For those following it, another interesting document from the Silicon Valley conspiracy to hold down wages.
I have met Eric Schmidt. I know what a jerk he is. I guess this puts the exalted Mr. Jobs in the same category.
500 Economists think raising minimum wage to $10 a bad idea
500 economists have come out against the recent Dem anti-growth economic pablum of raising the minimum wage. The economist agree with the CBO analysis that the wage raise would destroy 500K jobs by 2016. Here is the article.
http://triblive.com/opinion/editorials/5824478-74/wage-minimum-obama#axzz2x4Lx34HU
That's probably about the same 'percentage' of American economists as that of scientists in the climate change world who deny mans contribution to the problem.
Idiots abound….
Yeah, like, you know, adding to the paychecks of 16.5 million workers would, like, you know, totally throw us into a depression, dude!
3 of the 500 have won the nobel prize in economics, generally not an indicator of being an idiot.
Link to actual letter
http://economistletter.com/
4 Nobel winners, not 3.
So 0.8% of the signators are Nobels? The one-percenters strike again.
I'm not going to waste my time looking it up, but didn't our resident librarian go off on a rant some time back about Paul Krugman getting the Nobel and that was somehow the reason why the prize meant nothing?
What next, Vladimir Putin nominated for the Peace Prize?
Obama has won it, so why not Putin?
As for nominations, something like a couple hundred get nominated each year. I expect he has already been nominated, but they keep that under wraps. Any govenment offical can nominate someone.
http://www.nobelprize.org/nomination/peace/
I have to defer to the analysis performed when the CBO released its findings: if you take a statistical average of the very few studies performed so far, you do wind up with that number – but the studies themselves are up for debate and the uncertainty level is high. (One quite negative study, for example, was written essentially as a counter to another, and then a rebuttal study was published reaffirming the mildly positive numbers of the first study. These three studies represent an unfortunately large percentage of the overall universe of studies on the subject, and the negative study outweighs the others… Simple statistical averaging, which is what the CBO and these economists have done, cannot overcome the lack of enough useful data.

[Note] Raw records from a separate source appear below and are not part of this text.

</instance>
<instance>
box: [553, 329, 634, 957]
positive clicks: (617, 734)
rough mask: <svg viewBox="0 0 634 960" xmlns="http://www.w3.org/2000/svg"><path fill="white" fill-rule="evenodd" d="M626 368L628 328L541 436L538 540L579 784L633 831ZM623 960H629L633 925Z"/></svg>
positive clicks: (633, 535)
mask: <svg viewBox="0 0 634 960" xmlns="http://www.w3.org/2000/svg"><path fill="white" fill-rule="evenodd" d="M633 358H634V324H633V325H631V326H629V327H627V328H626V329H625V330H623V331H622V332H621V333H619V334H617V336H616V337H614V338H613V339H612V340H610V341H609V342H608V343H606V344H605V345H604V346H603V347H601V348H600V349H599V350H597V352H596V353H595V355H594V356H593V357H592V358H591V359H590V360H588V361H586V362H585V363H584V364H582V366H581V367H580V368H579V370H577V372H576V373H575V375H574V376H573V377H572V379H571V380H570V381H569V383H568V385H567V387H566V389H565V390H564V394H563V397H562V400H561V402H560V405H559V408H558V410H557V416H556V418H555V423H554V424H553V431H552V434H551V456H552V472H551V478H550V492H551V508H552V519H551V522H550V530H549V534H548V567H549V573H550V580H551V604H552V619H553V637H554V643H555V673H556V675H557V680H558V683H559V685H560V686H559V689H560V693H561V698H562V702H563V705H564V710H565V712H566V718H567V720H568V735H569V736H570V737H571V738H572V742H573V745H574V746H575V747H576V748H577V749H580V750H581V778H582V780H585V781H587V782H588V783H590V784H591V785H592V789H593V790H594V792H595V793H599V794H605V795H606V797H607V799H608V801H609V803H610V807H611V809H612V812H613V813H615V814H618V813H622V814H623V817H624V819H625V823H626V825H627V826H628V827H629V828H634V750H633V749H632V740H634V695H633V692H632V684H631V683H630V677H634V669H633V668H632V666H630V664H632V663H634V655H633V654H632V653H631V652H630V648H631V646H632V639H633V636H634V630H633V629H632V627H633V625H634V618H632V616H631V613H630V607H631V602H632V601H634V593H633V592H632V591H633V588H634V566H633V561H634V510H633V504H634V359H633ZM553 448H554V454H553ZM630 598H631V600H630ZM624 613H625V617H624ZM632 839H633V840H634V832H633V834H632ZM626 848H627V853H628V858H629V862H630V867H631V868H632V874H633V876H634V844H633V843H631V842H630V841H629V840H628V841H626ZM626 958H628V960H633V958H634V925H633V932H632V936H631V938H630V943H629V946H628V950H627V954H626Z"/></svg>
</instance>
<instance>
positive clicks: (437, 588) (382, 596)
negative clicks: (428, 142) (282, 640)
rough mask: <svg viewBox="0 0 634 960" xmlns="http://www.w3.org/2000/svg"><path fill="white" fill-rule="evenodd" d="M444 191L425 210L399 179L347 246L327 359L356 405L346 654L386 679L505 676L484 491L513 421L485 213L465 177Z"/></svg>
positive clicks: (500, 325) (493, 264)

The US Supreme Court has set a broad standard under the Federal Gun Control Act when it comes to barring those convicted of misdemeanor domestic violence charges from owning or dealing in guns.
In a unanimous decision, the Court held that very little force – essentially, that needed to convict someone for common-law battery (pushing, slapping, etc.) was sufficient as part of a domestic abuse charge to trigger the conditions of the law.
Writing for the majority, Justice Sotomayor deferred to social experts' descriptions of patterns of abuse in reaching the Court's decision. Justice Scalia, and Justices Alito and Thomas agreed with the ruling but concurred in separate opinions, wondering – without actually dissenting in this case – if Congress was too vague or set too low a bar.
This is, IMHO, a big victory for domestic abuse victims and for responsible gun control, and it once again affirms that the Court is okay with valid gun control legislation at both the state and federal levels.
I agree. I like this decision a lot.
Good because I have feeling we're not going to like the Hobby Lobby decision.
FM Broadcasting equipment?
Does anyone have a lead on used broadcasting equipment or audio studio expertise? We have the opportunity to have a low wattage FM radio station for citizen groups here in pueblo. We know very little about it. Thanks.